Restoring Original Names in Places and People

In the run up to Remembrance Day for Lost Species on 'Original Names' on 3oth November,  we're curating a new online series called Lost Lexicon. Our fourth post by Bridget McKenzie, examines the ways people use words for the presence of species - in story, science, ritual and poetry - and asks how we can express the words for their losses.  
is a researcher and creative curator working across culture, environment and public engagement. She has been director of Flow Associates since 2006 She is a trustee for ONCA Gallery, a key initiator of Culture Declares Emergency and founder of an emerging museum, Climate Museum UK.
This year Lost Species Day celebrates the ways that humans have named, loved and lived with their human and non-human kin. This focus aims to highlight the histories and current importance of indigenous people and traditional cultures as ecological stewards. It is also an invitation to explore language, and how words, science and stories are useful in stewardship and in restorative practices. 

The theme made me question our relationship with language and the physical Earth: What is the tension between words used for science and for ritual or poetry? In what different ways do people use words for the presence of species, and how can we express the words for their losses?  

When my brother and I were tiny, we had a private language, now lost. According to our mother, anthropologist of our tribe of two, we had some words for animals and plants that seemed to assign words to our sensory experience of these things – their blackness, or the flying, crawling or spiky nature of things. The only surviving word in our shared lexicon is ‘spidubat’. From a thread of memory that sustains my arachnophobia, I understand that ‘spidubat’ was a protective utterance against spiders in the dark. We said it to each other before sleep, as if to say ‘I protect you from spiders in the dark’. The word was about our relationship to each other as much as it was about the spiders.  

In The Spell of the Sensuous, David Abram describes how human language emerged out of our immersion in the living world. Indigenous people have come to speak (and draw and write) as part of a sensory-scape with all the beings around them, and with an assumption that all beings are aware and in some way capable of speech. Languages that arise from people who live as part of a particular terrain are rich in connotations of the changing properties of elements or links between beings.

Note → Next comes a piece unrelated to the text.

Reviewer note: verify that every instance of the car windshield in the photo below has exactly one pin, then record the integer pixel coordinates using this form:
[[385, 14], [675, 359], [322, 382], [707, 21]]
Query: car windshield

In contrast, the language of biodiversity is built upon the precise delineations of particular beings.  

As Abram describes it, our contemporary human life is turned inwards from the sensory world so that thinking, naming and storytelling is increasingly disconnected from place. Watching Philip Pullman’s His Dark Materials on television this week, I wonder if people have been split from living worlds as cruelly as the Global Oblation Board have spliced children from their daemons. It is hard to pinpoint the cruelty of the splitting most of us have endured, but many educators, psychologists and artists are helping us become more aware of the pains of ‘nature deficit disorder’. Through the Lost Words book (and linked activities) by Robert MacFarlane and Jackie Morris, the hope is that if children can learn words for natural things which have been dropped from the dictionary, they may begin to notice and cherish those things in reality. Naming the words for nature can restore connections, and possibly restore nature itself.   

Species are now defined in relation to their originating kin, their genes, rather than to their wider ‘kith’.

Terminologies for nature have become etherised into a complex, mind-forged global code. This coding is essential for international scientific co-operation, and this is to be celebrated. But we must also remember that the appalling process of colonisation, slaughter and displacement of indigenous people and their lands, have also destroyed words and ways of knowing. Species are now defined in relation to their originating kin, their genes, rather than to their wider ‘kith’. Scientific naming uses Latin, which brings to mind the extractive, expansive nature of the Roman civilisation which has kept echoing through the past two millennia.  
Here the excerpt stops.